The Homelessness Reduction Act 2017 places a statutory duty on councils to prevent homelessness and support all those requesting help who may be at risk of homelessness, irrespective of whether or not they are in the groups which previously allowed them to prioritise.

The rise in demand and need to make efficiencies means that areas are looking to innovate in how they support people, and to integrate health and care solutions. So what works? The examples in this report shows there is plenty of good practice out there. For example, Tower Hamlets has used it to pay for psychological support on the streets.

But there are other examples that pre-date this funding boost. Newcastle is ensuring those who are experiencing rough sleeping who end up in hospital are supported so they are not released back on to the streets, while in Bradford funding has been sourced to pay for a mobile health unit to tour the streets.
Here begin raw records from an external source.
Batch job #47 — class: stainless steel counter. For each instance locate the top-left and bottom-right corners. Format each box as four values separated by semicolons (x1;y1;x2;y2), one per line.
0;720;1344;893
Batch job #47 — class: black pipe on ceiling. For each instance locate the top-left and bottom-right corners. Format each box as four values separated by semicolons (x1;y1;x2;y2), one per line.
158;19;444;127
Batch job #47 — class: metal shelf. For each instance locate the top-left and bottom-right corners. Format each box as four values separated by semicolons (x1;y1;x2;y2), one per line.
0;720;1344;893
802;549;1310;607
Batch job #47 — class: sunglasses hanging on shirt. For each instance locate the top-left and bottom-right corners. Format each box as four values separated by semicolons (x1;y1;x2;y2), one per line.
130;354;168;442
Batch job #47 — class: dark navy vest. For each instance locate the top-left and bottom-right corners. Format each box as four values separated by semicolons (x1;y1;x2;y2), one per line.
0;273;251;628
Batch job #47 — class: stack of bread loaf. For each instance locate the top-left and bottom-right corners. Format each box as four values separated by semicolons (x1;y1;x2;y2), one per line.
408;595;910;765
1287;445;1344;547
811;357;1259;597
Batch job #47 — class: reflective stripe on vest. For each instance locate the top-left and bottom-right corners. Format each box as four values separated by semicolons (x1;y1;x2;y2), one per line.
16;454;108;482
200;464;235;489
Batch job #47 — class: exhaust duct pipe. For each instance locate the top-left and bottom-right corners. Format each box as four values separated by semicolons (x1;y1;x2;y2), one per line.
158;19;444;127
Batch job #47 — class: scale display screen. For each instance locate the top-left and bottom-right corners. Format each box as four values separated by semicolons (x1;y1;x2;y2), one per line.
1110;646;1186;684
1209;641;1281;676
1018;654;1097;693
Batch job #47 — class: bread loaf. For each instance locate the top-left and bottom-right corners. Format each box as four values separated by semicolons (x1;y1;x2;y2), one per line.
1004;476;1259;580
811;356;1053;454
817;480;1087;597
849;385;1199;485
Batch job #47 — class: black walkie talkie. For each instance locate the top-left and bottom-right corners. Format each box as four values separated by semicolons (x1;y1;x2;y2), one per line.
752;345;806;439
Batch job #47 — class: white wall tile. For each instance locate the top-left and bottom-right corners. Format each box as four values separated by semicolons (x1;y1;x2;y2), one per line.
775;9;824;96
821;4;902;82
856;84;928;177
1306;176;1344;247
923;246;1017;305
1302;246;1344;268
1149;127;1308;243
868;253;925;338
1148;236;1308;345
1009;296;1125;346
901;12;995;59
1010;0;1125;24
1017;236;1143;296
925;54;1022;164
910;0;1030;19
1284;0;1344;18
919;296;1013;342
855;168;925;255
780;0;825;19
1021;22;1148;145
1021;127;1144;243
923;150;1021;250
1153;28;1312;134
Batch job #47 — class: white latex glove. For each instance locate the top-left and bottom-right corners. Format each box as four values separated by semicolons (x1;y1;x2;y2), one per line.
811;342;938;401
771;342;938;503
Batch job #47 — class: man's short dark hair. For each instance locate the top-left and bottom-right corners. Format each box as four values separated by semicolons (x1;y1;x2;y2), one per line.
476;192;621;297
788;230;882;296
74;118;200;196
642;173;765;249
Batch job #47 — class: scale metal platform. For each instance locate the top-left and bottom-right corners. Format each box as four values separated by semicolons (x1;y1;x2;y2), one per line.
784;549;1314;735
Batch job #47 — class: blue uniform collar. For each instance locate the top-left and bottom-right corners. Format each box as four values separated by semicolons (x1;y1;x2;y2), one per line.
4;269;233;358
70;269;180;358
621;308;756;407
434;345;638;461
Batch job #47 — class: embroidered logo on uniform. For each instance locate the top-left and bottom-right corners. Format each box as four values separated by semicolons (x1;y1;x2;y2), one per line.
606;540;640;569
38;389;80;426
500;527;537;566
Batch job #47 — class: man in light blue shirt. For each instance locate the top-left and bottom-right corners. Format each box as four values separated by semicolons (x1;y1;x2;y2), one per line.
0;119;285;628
So much of what works is based on making the most of every opportunity to engage this vulnerable client group. Services need to be proactive – those who are experiencing rough sleeping cannot just be booked in for appointments as a member of the general public would be.

Where good practices are introduced though it makes a difference. People on the streets are being engaged and given vital treatment and care, which in turn is helping them transform their lives and get off the streets. If rough sleeping is going to be eradicated, addressing basic health needs will be an essential part of that.